FAQ¶
Questions that come up after a few minutes with breccia.
What is breccia, in one sentence?¶
A typed primitive for block-scaled low-precision tensors — like
safetensors gave us a neutral format for .bin weights, breccia gives us
a neutral type for FP8 / FP4 / MXFP8 / NVFP4 / INT4 quantized tensors
across PyTorch, NumPy, MLX, and (next) JAX.
Why is it called breccia?¶
Breccia is a sedimentary rock made of broken angular fragments held together by a cementing matrix. Low-precision data fragments + the scale matrix that gives them meaning — same structure.
It's also the natural successor to scree
in the geological library family: scree handles loose variable-length
fragments; breccia handles fragments cemented by scale.
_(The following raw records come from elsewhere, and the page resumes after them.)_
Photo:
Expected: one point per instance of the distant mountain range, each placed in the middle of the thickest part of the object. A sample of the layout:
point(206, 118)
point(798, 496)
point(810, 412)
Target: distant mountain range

How does breccia compare to TransformerEngine?¶
| NVIDIA TransformerEngine | breccia | |
|---|---|---|
| Frameworks | PyTorch only | NumPy + PyTorch + MLX (JAX next) |
| Hardware | NVIDIA only | Cross-vendor (the design goal) |
| Recipes | 4 non-composable classes | 6 composable recipes |
| Autograd | Native | Via data field (no subclass) |
| Bridges | None | TE, torchao, HF safetensors, DLPack, DeepSeek-v3 |
breccia.bridges.from_transformer_engine and to_transformer_engine
round-trip between the two. Use whichever fits your stack today; the
bridge lets you experiment with the other.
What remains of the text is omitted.